También podríamos entrar en el movedizo terreno discursivo. Salvo ese hombre que observa cómo su casa ha sido llenada de pintadas xenófobas y el agente infiltrado, todos los personajes masculinos musulmanes son negativos (las mujeres musulmanas con cierta relevancia en la trama, todas sometidas). Es más, cuando la policía española tiene que recurrir a la tortura para obtener la información clave que desarticule el atentado, la ejercerá a través de sus colegas del otro lado del estrecho que le ajustan las cuentas al hijo de uno de los detenidos para que este confiese donde tendrá lugar la masacre. Al contrario que en Kalifat (Wilhelm Behrman, 2020), donde la prolija construcción de personajes buscaba en todo momento el matiz, aquí el desarrollo superficial de los roles abunda en un esquematismo un tanto peligroso; es una invitación a la sospecha permanente. No creo que sea algo intencionado y, además, como nadie ha hecho referencia a estas cuestiones quizá solamente sea una percepción personal y, seguramente, equivocada, pero las formas empleadas casi obligan a reflexionar sobre estos asuntos.
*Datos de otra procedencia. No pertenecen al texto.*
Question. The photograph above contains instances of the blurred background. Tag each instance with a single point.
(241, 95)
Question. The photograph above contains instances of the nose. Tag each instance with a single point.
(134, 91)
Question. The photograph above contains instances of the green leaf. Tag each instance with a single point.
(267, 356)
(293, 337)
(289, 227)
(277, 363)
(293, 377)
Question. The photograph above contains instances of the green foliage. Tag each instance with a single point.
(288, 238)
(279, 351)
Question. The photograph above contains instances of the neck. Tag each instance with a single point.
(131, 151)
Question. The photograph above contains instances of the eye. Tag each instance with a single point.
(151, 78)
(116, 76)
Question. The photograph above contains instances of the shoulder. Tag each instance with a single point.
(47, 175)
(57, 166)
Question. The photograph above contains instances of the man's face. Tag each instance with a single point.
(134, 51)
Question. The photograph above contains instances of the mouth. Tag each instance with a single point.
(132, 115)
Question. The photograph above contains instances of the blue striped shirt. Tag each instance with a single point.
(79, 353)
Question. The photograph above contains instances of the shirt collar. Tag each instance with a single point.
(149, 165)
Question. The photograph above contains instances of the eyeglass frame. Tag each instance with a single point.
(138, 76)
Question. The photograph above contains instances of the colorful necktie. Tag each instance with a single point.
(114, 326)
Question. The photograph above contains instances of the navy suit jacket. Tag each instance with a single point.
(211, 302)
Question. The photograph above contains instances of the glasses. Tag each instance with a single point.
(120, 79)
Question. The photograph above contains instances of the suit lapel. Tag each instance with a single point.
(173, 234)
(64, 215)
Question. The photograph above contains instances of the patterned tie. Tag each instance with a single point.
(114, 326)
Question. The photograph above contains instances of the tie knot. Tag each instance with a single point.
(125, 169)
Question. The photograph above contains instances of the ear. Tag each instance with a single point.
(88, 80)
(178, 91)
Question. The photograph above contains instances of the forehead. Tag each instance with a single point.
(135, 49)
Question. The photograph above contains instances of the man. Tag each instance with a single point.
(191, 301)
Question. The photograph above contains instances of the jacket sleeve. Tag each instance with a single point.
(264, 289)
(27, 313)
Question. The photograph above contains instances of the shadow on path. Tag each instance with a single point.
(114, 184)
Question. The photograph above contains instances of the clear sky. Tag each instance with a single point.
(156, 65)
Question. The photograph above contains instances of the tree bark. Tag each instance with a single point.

Para concluir diremos que La Unidad es una serie que muestra su músculo en el terreno de la producción con un look inhabitual en la ficción española, una pátina lujosa que se alía con la velocidad para completar una gran operación de camuflaje. En ella todo va todo muy rápido: se suceden las localizaciones, la cámara vuela de un lado a otro, hay persecuciones y tiroteos, dos atentados, interrogatorios duros… Ese ritmo puede hacerla llevadera, pero no debería servir para disimular sus carencias, que no son pocas.